Did George Lopez just Perpetuate the “Crabs in the Bucket” Mentality against Up-and-Comer Comedian Ralph Barbosa?
Described as “one of the shyest attention hogs to ever do comedy,” Ralph Barbosa is a young Latino comic from Dallas, Texas, with a laid-back style that’s become his signature form of comic delivery. The up-and-comer won the 2019 Funniest Comic in Texas competition, and in 2021, he went on to win the New York Latino Film Festival Stand-Up competition.
Most recently, Barbosa’s career has caught fire with appearances on HBO Max’s special “Entre Nos: The Winners 3,” Directed by Latina comic Aida Rodriguez, and made his late-night debut on “The Tonight Show” with Jimmy Fallon. Barbosa proudly posted to his Instagram page that a “young Texas boy made it to the Tonight show.”
On January 8, 2023, Barbosa posted a video of legendary comedian George Lopez interviewing comedian Steve Trevino on Lopez’s “OMG HI” podcast. The conversation was innocuous enough until Trevino began mentioning Barbosa’s name in a conversation about helping others come up in the business.
Lopez responded to Trevino’s mention of Barbosa by asking Trevino, “Nobody knows who that motherfucker is, why are you saying his name?" Trevino responded by saying he’s doing what he preaches, and wondered, “can we bring this kid up?” Lopez continues to belabor his opinion that no one knows who Barbosa is, turns to an off-camera person, and asks if he’s being mean.
Trevino, sounding and looking disturbed about Lopez’s aggressiveness, went on to defend that he wants to “look out for others” after Lopez states, “you have to look out for yourself.”
Barbosa’s post confronting the comedic legend head-on with his own video mashup response went viral accumulating 50,000 likes in under 20 hours.
This interaction begs the question, though, is Lopez perpetuating the classic “crabs in the bucket” and “scarcity” mentality that plagues so many Latinos, especially older ones?
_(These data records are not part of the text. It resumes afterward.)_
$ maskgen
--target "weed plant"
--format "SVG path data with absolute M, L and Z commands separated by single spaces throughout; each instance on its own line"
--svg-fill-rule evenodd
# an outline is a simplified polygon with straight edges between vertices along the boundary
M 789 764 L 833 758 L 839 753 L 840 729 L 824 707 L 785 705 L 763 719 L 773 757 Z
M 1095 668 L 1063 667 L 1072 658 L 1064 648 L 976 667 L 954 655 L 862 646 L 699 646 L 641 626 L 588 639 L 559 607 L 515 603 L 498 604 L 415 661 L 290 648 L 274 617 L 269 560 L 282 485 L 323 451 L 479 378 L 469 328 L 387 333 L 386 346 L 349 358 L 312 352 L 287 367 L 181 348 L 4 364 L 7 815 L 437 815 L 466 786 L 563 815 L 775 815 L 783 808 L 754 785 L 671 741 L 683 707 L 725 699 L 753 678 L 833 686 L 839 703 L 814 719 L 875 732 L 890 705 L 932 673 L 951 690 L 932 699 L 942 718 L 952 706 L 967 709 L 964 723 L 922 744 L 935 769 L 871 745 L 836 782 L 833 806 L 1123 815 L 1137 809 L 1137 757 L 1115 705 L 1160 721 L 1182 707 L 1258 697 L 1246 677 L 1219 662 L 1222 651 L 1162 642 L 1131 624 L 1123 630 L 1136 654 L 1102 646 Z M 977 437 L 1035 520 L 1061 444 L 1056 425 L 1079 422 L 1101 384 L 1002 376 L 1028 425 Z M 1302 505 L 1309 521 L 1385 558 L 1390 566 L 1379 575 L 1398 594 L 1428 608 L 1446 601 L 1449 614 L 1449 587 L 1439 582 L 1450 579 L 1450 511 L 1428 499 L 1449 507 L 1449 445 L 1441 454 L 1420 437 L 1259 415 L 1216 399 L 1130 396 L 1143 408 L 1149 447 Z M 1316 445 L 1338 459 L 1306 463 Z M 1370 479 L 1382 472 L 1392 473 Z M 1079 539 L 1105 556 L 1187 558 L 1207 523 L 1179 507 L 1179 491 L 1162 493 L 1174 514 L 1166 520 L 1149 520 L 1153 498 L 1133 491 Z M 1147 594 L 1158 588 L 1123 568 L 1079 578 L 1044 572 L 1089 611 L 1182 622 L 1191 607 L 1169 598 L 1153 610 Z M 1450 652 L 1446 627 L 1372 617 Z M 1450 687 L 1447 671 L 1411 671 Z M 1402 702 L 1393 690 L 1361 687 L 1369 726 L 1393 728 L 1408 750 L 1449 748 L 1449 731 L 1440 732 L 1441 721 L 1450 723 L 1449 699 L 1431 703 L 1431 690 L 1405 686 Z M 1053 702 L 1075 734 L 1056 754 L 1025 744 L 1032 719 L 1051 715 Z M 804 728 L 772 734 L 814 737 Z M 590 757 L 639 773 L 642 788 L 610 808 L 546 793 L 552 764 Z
There are now at least 62.6 million Latinos in the U.S., making Latinos the largest community of people of color, making up almost 19% of the population, and yet at every level of success in American society, including entertainment and media, Latinos are grossly underrepresented.
In comedy, where the genre is dominated by white men, Latinos only make up 15% of standup comedians, making Lopez’s comments all the more harmful to a community that has notoriously not come together to lift each other up, and also allowed differences in national heritage to tear them apart with things as simple as Latino, Latinx, or Latine labels.
With friends like Lopez, who needs enemies?